# New skewers for '18 Emonda SL6?



## Wheelspeed (Nov 3, 2006)

Hi everyone,
I read the skewer review on Fairwheel bikes, and now want to get some lighter skewers. The Bontrager skewers that came on the bike are 136g for the set according to my cheap scale.

I like the Zipp aero ti skewers, like on ebay here:
https://www.ebay.com/itm/ZIPP-Aero-...0mlR:sc:USPSFirstClass!15071!US!-1:rk:10:pf:0

But Zipp describes the rear as 130mm, and the Bontrager from my bike seems to be about 138mm to the threads. 

Is the Zipp skewer too short for an Emonda?


----------



## 202cycle (Sep 13, 2011)

I'm going to assume that Zipp is referring to the 130mm spacing of the frame. The Zipp Skewer is not to short. An actual 130 mm long skewer would not fit any bicyclel


----------



## Wheelspeed (Nov 3, 2006)

I eventually found that they make a 135mm version for road bikes with rear disc brakes, but only in steel. Not ti. 

Anyway, apparently the old standard is 130mm for road bikes but disc road bikes use 135mm. The Emonda can be built for either, so my rim-brake Emonda apparently has the spacing of the disc version to ease mfg at the Trek plant.
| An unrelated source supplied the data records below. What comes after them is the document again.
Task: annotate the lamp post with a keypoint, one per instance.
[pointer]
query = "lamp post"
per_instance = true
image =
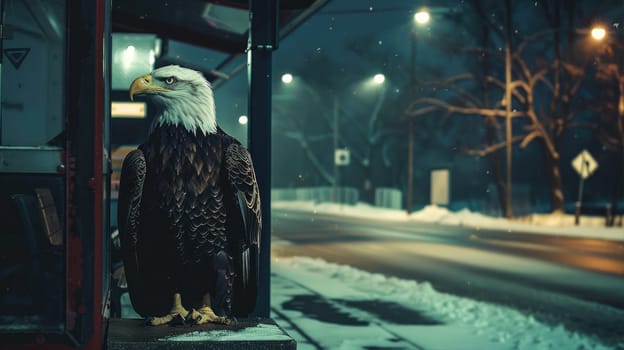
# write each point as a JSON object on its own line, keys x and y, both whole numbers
{"x": 421, "y": 17}
{"x": 599, "y": 34}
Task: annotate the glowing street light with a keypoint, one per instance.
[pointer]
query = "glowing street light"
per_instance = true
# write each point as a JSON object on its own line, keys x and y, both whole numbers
{"x": 287, "y": 78}
{"x": 379, "y": 79}
{"x": 598, "y": 33}
{"x": 422, "y": 17}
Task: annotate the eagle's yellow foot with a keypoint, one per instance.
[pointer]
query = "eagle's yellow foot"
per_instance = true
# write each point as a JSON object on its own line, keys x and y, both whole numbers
{"x": 206, "y": 315}
{"x": 177, "y": 314}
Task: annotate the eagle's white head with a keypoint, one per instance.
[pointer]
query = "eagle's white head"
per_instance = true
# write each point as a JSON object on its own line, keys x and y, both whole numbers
{"x": 182, "y": 96}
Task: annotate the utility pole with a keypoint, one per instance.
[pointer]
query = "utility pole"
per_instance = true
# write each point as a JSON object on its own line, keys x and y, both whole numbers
{"x": 508, "y": 102}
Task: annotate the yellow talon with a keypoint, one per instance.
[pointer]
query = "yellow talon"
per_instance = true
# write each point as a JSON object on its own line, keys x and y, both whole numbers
{"x": 176, "y": 310}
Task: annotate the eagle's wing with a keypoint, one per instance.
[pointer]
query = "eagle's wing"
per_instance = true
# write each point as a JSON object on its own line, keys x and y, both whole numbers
{"x": 128, "y": 212}
{"x": 243, "y": 178}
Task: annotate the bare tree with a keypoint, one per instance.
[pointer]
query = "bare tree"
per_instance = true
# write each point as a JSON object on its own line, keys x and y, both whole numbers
{"x": 532, "y": 79}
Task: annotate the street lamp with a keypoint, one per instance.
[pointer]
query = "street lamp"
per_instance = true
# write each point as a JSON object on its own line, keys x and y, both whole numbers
{"x": 379, "y": 79}
{"x": 598, "y": 33}
{"x": 422, "y": 17}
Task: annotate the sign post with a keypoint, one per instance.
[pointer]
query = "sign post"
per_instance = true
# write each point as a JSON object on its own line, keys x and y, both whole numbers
{"x": 585, "y": 165}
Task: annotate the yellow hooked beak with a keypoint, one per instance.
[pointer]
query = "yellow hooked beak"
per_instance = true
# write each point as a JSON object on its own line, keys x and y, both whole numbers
{"x": 143, "y": 85}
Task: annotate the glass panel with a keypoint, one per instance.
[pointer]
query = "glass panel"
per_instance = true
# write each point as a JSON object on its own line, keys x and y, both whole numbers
{"x": 31, "y": 138}
{"x": 413, "y": 199}
{"x": 33, "y": 72}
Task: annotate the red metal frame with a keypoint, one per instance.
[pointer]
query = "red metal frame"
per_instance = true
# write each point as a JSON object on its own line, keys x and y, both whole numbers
{"x": 75, "y": 253}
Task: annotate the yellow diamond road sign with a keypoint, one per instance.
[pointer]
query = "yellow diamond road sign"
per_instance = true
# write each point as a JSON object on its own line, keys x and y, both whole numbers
{"x": 584, "y": 164}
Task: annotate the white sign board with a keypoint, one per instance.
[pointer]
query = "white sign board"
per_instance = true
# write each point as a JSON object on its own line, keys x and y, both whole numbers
{"x": 584, "y": 164}
{"x": 342, "y": 156}
{"x": 440, "y": 186}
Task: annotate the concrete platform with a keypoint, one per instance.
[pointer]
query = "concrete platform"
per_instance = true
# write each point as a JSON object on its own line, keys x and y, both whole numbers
{"x": 251, "y": 334}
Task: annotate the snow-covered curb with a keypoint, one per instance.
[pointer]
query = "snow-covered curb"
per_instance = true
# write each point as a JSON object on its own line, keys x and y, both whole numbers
{"x": 465, "y": 323}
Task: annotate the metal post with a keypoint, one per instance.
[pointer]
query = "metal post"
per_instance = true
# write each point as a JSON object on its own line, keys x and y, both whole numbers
{"x": 262, "y": 40}
{"x": 508, "y": 102}
{"x": 410, "y": 130}
{"x": 336, "y": 136}
{"x": 2, "y": 29}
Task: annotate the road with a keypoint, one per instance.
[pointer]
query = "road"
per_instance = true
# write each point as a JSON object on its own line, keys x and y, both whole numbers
{"x": 576, "y": 282}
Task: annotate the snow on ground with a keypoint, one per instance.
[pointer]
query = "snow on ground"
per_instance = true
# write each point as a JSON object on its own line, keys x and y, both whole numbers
{"x": 329, "y": 306}
{"x": 448, "y": 322}
{"x": 554, "y": 224}
{"x": 302, "y": 287}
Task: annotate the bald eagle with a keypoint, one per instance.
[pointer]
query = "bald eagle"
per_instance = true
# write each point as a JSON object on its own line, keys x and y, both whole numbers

Another bit of info I learned last night... 135mm seems to be the norm for mtb. Maybe also because of disc brakes.


----------



## cxwrench (Nov 9, 2004)

Wheelspeed said:


> I eventually found that they make a 135mm version for road bikes with rear disc brakes, but only in steel. Not ti.
> 
> Anyway, apparently the old standard is 130mm for road bikes but disc road bikes use 135mm. The Emonda can be built for either, so my rim-brake Emonda apparently has the spacing of the disc version to ease mfg at the Trek plant.
> 
> Another bit of info I learned last night... 135mm seems to be the norm for mtb. Maybe also because of disc brakes.


You're pretty much wrong on all counts. All current rim brake road bikes are 130mm. Road bikes w/ thru axle hubs and disc brakes are generally 142x12mm. Old q/r disc brake bikes were 135mm. Current mtb rear ends are 142mm but are going towards 'boost' dimensions which are 148x12mm. Your Emonda is 130mm.


----------